But with medical care, the picture is far more complicated. In this case, the outcome as a result of an illness or condition in the absence of medical treatment is EXPECTED to be death and injury (i.e., permanent disability). This is your benchmark. Therefore, it’s often difficult to determine whether a death or injury in this context was the result of treatment failure or it was iatrogenic (as a result of treatment itself) or a combination the two and whether, in retrospect, things could have been done differently that may have improved the odds for the patient.
Notice, I didn’t use the term “preventable”. Medical care does not prevent anything. It maximizes the odds ratios for patient morbidity and mortality. I prefer terms like “this treatment will reduce the likelihood” instead of “this treatment will prevent” such and such. Treatment with bisphosphonates will reduce the likelihood of a fracture. The use of daily aspirin will reduce the chances of a heart attack or stroke. There is however, a remaining chance that a fracture or heart attack will occur despite these treatments.
And every single medical treatment has the potential for iatrogenic harm. The use of blood thinners to reduce the risk of clots in the lower extremities increases the risk of bleeding. The use of invasive monitoring equipment will improve that ability for physicians to make treatment decisions but at the risk of infections, bleeding, and other complications. Ideally, multiple complex treatments are applied in various combinations that try to maximize the odds for recovery while minimizing the likelihood of a poor outcome though this is never assured.
Decades ago, people understood these simple concepts. But through a combination of the success of medical care, the growth of the tort industry, and American obsession with safety, we have come to have unrealistic expectations regarding safety in medical care. One of the biggest reasons for this delusion is that far too many people have lumped medical errors, iatrogenic complications, poor outcomes, and non-medical (i.e., administrative or systemic) errors together into one big messy pile.

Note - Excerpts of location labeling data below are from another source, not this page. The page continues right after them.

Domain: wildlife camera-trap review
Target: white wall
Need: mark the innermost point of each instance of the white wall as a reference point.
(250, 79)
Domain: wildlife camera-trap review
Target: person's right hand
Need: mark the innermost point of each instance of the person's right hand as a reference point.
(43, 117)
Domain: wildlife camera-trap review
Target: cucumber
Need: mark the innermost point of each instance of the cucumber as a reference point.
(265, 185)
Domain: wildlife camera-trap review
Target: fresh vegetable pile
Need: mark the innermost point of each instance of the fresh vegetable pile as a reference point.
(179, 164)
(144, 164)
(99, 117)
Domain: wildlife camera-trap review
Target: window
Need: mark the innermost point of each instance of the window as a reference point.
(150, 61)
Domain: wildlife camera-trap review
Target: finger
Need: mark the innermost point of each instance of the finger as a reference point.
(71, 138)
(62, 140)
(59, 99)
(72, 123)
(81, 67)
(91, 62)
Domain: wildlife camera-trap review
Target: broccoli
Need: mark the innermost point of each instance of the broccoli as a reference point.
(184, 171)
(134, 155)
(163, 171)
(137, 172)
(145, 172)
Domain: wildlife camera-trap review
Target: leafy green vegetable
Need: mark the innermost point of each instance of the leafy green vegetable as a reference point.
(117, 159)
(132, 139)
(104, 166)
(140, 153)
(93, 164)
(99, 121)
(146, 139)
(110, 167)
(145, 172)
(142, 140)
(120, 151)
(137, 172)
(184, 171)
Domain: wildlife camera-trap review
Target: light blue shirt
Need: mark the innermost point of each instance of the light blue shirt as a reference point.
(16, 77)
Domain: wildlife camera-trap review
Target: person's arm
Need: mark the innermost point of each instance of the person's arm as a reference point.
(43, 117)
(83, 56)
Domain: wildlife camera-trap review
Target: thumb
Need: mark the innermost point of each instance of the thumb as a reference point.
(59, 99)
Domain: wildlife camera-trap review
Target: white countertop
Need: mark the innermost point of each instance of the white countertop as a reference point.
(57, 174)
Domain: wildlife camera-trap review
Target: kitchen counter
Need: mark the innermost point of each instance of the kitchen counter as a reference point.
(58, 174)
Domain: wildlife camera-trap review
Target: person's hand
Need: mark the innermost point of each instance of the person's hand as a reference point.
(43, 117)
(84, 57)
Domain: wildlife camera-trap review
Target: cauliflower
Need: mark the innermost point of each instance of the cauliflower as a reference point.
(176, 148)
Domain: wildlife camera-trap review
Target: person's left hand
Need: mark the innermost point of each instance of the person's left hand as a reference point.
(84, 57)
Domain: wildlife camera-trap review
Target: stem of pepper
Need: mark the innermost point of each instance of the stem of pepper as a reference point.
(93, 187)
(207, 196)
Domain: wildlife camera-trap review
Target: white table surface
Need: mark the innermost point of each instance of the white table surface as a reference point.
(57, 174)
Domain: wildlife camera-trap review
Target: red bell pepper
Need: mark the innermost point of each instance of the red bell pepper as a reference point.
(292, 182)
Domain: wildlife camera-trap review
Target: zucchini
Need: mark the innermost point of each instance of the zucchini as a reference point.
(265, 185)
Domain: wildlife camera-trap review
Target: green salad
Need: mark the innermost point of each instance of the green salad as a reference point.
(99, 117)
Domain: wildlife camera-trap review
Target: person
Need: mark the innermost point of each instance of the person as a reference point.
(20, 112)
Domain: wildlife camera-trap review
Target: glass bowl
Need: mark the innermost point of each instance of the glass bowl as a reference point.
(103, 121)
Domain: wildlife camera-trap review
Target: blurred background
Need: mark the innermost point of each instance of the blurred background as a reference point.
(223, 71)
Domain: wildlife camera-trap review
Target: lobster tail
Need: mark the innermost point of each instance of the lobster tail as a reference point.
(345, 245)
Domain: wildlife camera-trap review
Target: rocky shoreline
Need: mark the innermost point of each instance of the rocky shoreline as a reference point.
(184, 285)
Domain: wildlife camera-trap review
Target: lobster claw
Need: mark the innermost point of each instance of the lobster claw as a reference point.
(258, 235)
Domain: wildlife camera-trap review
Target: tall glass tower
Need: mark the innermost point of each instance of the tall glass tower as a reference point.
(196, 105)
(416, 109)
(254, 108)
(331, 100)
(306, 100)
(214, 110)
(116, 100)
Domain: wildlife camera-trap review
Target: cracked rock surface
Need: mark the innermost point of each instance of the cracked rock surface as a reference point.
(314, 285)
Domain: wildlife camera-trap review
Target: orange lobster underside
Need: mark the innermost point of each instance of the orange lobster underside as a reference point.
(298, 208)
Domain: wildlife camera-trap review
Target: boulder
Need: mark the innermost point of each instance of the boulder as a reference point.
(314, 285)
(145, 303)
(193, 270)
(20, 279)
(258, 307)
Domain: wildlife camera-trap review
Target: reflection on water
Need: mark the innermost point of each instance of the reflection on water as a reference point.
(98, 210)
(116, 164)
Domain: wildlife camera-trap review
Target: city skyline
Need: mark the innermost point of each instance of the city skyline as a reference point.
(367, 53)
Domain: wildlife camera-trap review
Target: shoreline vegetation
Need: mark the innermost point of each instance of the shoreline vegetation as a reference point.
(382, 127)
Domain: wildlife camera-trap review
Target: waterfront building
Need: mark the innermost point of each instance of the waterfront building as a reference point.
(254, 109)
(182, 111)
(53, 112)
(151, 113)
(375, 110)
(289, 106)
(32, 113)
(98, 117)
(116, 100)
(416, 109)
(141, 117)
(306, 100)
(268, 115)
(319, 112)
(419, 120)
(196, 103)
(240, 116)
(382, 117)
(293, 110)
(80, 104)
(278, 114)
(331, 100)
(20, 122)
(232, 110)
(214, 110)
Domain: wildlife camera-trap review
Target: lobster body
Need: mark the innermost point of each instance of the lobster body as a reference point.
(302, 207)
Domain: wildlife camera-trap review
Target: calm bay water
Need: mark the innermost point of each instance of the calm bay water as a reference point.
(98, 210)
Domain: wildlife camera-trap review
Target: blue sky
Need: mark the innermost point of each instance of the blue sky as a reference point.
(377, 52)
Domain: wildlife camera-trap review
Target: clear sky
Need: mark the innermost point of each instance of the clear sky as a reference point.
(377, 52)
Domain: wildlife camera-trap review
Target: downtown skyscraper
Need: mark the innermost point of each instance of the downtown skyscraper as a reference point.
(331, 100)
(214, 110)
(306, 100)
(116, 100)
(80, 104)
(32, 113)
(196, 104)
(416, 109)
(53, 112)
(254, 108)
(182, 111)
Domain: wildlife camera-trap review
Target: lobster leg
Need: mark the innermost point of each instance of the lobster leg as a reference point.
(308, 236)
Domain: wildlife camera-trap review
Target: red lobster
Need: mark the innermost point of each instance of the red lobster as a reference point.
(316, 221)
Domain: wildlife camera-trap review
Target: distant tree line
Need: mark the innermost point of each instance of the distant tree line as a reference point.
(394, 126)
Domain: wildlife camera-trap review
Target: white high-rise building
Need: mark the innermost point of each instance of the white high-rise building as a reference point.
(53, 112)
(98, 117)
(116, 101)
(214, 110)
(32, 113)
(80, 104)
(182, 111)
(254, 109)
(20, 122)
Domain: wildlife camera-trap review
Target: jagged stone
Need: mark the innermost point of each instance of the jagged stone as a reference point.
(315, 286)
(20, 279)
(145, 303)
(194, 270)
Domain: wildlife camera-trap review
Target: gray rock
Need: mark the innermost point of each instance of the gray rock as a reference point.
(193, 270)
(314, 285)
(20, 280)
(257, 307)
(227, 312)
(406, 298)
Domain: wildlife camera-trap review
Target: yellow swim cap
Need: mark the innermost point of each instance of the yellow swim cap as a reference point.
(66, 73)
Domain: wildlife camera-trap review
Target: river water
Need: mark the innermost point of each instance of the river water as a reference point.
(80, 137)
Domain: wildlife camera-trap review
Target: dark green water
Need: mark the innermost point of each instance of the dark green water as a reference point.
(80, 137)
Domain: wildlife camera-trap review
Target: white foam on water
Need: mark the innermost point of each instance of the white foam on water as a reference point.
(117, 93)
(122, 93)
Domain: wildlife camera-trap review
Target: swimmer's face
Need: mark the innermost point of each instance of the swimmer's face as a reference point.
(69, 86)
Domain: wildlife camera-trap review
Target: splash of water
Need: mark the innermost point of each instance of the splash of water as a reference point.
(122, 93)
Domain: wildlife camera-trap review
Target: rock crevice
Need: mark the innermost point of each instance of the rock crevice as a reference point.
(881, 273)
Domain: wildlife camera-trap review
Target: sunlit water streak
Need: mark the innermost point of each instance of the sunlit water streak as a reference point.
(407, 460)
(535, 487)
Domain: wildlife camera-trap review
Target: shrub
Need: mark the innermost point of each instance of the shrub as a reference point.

This was evident when the Institutes of Medicine (IOM) released a study in 1999 that found that up to 98,000 patients die each year as a result of medical errors (they even included “to err” in the title of the report). But this figure was significantly revised when the methodology of the IOM study was re-evaluated. The IOM study simply looked at hospital charts and depended on the conclusion of the reviewer to determine whether an error was present. However, the accuracy of such methodology was found to be highly variable on further evaluation. It’s like watching two Monday morning ESPN analysts slug it out. Was the interception a result of a bad throw, a bad decision, good defense, a mistake by the receiver, or bad luck, or a combination? Different “experts” can see it differently. This type of study is not helpful (except for lawyers who still quote the study on their web sites).
Amazingly, few people make the distinction between systemic errors and poor outcomes as a result of medical treatment. Systemic errors are errors that should never happen due to things like poor equipment design or defects, improper equipment maintenance and usage, wrong site, wrong procedure, wrong patient errors, poor training, and mismatched blood typing. Unlike medical complications, these adverse outcomes are completely preventable and have little to do with actual medical practice and more to do with administrative problems. Yet, studies and the media continue to lump preventable systemic/administrative adverse events in with medical complications like infections, bleeding, and medication reactions that will occur even under the safest of situations.
The first step is to separate systemic errors from medical adverse outcomes because the expectations and approaches to each can be quite different. Systemic errors are approached much the same way the FAA approaches aircraft accidents. Based on a root cause analysis, equipment is redesigned and/or new or revised procedures are implemented to try and prevent future errors.
Complications as a result of medical treatment requires an understanding and acceptance that this the trade-off we make in order to aggressively treat illness and that a certain finite level of risk will exist even under the most ideal set of circumstances until and unless new technologies or practices are developed to reduce this risk. With this in mind it is more appropriate to measure rates of complications related to the best known techniques in order to set a benchmark.
But even the use of complications or mortality and morbidity rates can be misleading in that different hospitals tend to treat different subsets of patients who may be sicker or healthier than the general population.
Some suggest that better metrics might be how well care is coordinated, how closely evidence-based medical guidelines are adhered to and how short the wait times are. But no matter how we ultimately measure medical safety, we need to start by understanding that there is a significant difference between system/administrative errors and medical complications.